Yes, Iraq is better than it often looks. The United States and its allies have done a lot to create the groundwork for local democracy at the village and town level, to get schools built and stocked with supplies and to get reconstruction projects both large and small started. The reason you do not hear about a lot of these things is not some huge left-wing media conspiracy, but the simple fact that much of it happens far from Baghdad in places that were hard for the international media to get to six months ago and are effectively impossible to reach today. Anyway, news is about conflict, and there is plenty of that in Baghdad to keep reporters busy (if they don’t get killed or kidnapped).
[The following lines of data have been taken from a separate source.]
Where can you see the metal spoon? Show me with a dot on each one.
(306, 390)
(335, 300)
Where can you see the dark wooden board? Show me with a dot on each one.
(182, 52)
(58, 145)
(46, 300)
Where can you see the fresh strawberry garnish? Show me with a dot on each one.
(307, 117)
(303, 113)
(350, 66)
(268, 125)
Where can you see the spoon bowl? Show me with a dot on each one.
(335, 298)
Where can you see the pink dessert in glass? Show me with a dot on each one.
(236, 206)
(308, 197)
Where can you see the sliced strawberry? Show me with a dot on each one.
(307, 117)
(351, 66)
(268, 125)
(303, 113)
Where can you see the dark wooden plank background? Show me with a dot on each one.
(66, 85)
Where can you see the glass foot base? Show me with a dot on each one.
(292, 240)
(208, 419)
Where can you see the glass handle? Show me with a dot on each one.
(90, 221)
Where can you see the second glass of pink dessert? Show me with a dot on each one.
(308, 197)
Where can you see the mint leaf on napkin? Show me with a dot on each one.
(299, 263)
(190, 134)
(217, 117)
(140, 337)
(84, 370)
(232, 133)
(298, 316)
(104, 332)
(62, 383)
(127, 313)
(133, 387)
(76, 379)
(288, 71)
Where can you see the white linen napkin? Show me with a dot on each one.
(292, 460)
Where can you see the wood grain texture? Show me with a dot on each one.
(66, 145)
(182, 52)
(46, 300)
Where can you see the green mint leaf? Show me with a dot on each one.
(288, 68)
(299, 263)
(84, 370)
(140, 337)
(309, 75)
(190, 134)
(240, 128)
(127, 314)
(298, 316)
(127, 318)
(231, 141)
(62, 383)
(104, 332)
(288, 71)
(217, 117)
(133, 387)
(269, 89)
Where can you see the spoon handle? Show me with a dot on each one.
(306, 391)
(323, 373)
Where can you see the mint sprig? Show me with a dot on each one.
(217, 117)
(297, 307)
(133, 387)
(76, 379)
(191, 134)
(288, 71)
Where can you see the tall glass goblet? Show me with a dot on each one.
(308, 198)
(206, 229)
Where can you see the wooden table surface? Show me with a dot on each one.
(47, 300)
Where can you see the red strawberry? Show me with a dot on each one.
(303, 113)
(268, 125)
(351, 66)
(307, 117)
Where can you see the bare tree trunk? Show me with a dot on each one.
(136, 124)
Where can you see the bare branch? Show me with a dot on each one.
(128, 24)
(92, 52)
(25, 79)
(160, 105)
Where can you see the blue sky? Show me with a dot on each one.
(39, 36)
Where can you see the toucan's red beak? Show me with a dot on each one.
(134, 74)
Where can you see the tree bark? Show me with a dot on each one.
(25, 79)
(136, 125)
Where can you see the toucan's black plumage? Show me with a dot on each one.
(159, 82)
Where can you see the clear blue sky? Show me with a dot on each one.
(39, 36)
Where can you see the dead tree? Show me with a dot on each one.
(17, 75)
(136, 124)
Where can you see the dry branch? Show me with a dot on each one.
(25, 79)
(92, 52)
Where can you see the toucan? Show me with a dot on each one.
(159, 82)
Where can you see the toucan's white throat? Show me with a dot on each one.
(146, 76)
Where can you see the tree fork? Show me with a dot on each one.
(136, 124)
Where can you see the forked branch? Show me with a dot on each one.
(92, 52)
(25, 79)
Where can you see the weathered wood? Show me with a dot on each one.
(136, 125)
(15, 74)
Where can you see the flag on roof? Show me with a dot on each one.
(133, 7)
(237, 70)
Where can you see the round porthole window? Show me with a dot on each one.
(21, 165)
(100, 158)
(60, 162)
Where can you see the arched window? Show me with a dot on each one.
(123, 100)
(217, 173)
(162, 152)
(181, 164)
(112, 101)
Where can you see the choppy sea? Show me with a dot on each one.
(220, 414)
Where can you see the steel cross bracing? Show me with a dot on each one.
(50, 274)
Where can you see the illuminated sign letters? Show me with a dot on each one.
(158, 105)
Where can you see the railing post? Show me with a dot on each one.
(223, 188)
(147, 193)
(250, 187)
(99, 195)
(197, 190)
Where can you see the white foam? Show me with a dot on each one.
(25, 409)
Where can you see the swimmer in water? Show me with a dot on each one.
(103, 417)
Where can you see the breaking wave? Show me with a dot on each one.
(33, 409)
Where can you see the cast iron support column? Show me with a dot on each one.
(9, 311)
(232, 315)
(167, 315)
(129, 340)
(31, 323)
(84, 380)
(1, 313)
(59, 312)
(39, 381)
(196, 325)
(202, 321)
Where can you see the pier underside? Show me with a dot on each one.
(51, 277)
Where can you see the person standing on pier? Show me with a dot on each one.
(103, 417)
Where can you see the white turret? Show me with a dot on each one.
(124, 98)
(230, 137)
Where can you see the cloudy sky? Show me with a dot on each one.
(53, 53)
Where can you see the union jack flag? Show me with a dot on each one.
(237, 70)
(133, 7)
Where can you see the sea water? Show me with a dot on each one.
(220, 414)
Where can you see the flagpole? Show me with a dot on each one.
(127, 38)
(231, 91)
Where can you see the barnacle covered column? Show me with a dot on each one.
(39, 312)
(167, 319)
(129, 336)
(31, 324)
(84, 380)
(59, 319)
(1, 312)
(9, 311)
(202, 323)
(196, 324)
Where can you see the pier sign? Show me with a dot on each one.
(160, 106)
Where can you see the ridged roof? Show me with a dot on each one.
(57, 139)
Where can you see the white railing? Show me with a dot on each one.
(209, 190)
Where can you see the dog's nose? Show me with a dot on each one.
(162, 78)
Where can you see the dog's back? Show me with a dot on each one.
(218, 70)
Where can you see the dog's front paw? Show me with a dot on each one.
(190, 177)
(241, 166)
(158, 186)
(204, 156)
But, no, Iraq is also worse than it looks precisely because all those reporters bottled up in the capital are so focused on the day-to-day carnage that in many cases the bigger picture is lost, and that bigger picture is that the failure by the US to restore security and the provision of basic services (power, water, sewage) renders moot much of the good the US has done. New schools mean little to people who do not feel safe getting their children to and from those schools. Local councils are a nice start, but power still resides in Baghdad and with the Americans and everyone knows it.
I should add that I know people – people who know a lot more about Iraq than I do – who would agree with everything I’ve just said, but still manage to draw relatively positive conclusions about the future. Not many people, I grant, but in fairness I figured I should let you know they are out there.
So is it Iraq better or worse than what you see on TV? Both. And moreso with each passing day.